Exclusive: URS in talks with city authorities to draw up plans for scheme linking city centre with Cardiff Bay and Penarth

Cable car

London’s cable car. Source: Tim Crocker

Cardiff is drawing up ambitious plans to build a £120m cable car system to link its city centre to developments in Cardiff Bay, Building can reveal.

Cardiff council’s inward investment arm Cardiff Business Council is in preliminary talks with engineering firm URS, part of Aecom, to draw up a feasibility study on a potential cable car. The cable car would carry up to 2,500 passengers per hour from the city centre to the attractions and businesses in Cardiff Bay.

The move emerged in a week that Cardiff received a further boost in this week’s Budget (see pages 10-11). Chancellor George Osborne said the government has opened negotiations with the city - alongside Aberdeen and Inverness - about striking new city deals to invest more central government funding in these cities.

Cardiff Business Council chairman Nigel Roberts said: “The cable car is a sensible alternative to a potential tram and would create an iconic project. With a cable car you would have fantastic views, all the commuter traffic can use it, and it would be part of the city’s infrastructure as well as a tourist attraction.”

The cable car is a sensible alternative to a tram and would create an iconic project

Nigel Roberts, Cardiff Business Council

The proposed cable car would transport people in huge gondolas from Cardiff Central station and Foster + Partners’ Cardiff Central Square development down to Cardiff Bay and on to Penarth. The entire route would be about four to five miles in length.

The cable car has been estimated to cost about £20m per mile to build, and would replace or supplement the metro transport system that has been announced as part of the Wales Capital City Region, a £4bn transport project to link 1.4 million people in the wider area into a comprehensive transport infrastructure by 2030.

Cardiff Bay is one of the city’s fastest growing districts, having attracted investment in recent years from Pinewood Studios and the BBC, while Penarth is the most popular seaside resort in the Cardiff area.

Any feasibility study would look into the potential costs, as well as the time it would take to build and the possibilities of attracting funding.

Roberts said in advance of the Budget that he hoped funding could be sourced through a city deal. He added: “We need to demonstrate the return on investment so that we can gain seed capital. We have a number of options available to us but a city deal would be one of them.”
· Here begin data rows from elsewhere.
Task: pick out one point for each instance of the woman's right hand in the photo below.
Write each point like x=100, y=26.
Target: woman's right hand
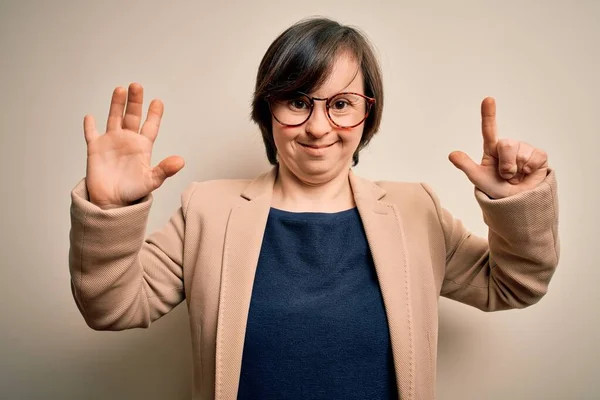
x=118, y=163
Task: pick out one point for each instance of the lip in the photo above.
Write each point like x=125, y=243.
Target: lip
x=319, y=146
x=316, y=150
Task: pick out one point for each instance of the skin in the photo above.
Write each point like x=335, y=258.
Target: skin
x=316, y=179
x=119, y=170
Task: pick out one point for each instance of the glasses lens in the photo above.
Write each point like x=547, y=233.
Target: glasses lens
x=347, y=109
x=291, y=111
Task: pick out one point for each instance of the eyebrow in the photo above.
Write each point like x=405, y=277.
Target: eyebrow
x=344, y=89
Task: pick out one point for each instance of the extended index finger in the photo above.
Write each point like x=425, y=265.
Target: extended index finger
x=489, y=129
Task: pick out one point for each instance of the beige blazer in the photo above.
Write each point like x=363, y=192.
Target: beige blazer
x=207, y=254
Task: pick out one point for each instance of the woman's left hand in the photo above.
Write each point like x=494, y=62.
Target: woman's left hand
x=508, y=166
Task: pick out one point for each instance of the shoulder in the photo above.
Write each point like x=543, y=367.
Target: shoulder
x=213, y=195
x=408, y=194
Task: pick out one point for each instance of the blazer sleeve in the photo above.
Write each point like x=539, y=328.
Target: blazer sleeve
x=513, y=267
x=120, y=280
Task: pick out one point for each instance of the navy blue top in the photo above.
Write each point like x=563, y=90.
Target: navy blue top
x=317, y=327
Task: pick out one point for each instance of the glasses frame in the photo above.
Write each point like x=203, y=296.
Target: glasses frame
x=370, y=102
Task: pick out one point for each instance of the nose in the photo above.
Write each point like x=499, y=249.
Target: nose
x=318, y=125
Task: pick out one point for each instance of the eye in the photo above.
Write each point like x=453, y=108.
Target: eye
x=298, y=104
x=340, y=104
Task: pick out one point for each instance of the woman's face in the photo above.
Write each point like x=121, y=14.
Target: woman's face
x=318, y=151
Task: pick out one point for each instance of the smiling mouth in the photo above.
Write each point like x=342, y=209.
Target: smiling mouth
x=314, y=146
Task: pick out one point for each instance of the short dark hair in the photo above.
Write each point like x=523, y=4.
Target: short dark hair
x=300, y=59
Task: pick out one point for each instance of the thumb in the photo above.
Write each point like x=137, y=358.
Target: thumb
x=166, y=168
x=463, y=162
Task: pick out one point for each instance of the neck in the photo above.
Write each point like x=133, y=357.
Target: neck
x=292, y=193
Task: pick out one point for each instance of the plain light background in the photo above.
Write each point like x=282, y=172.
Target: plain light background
x=61, y=60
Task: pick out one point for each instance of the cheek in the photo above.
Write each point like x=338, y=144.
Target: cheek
x=351, y=136
x=283, y=134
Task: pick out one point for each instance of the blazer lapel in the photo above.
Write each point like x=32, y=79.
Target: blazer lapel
x=386, y=239
x=243, y=241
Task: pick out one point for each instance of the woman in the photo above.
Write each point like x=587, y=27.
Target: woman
x=309, y=281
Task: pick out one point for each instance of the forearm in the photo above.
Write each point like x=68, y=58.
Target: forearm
x=118, y=279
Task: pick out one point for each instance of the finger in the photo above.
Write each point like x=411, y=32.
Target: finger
x=466, y=165
x=489, y=129
x=524, y=154
x=89, y=128
x=166, y=168
x=117, y=106
x=507, y=158
x=133, y=112
x=538, y=160
x=152, y=123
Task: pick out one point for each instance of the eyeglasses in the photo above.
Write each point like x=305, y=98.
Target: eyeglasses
x=344, y=110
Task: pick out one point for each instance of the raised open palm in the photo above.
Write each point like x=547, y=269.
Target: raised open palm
x=118, y=164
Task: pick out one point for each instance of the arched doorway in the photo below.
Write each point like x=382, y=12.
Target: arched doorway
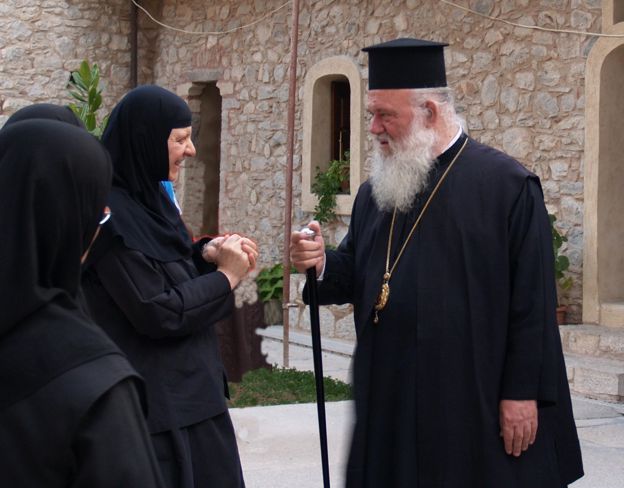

Paul Webber, director at Arup, which worked on London’s cable car for the 2012 Olympics, and a member of the Cardiff Business Council board, said: “There’s a definite need for a link to Cardiff Bay and a cable car provides the ability to get around that part of the city quite quickly. It would also be a striking tourist attraction which would help put Cardiff on the map.The next step is a proper feasibility study to look into costs, time taken and how to fund it.”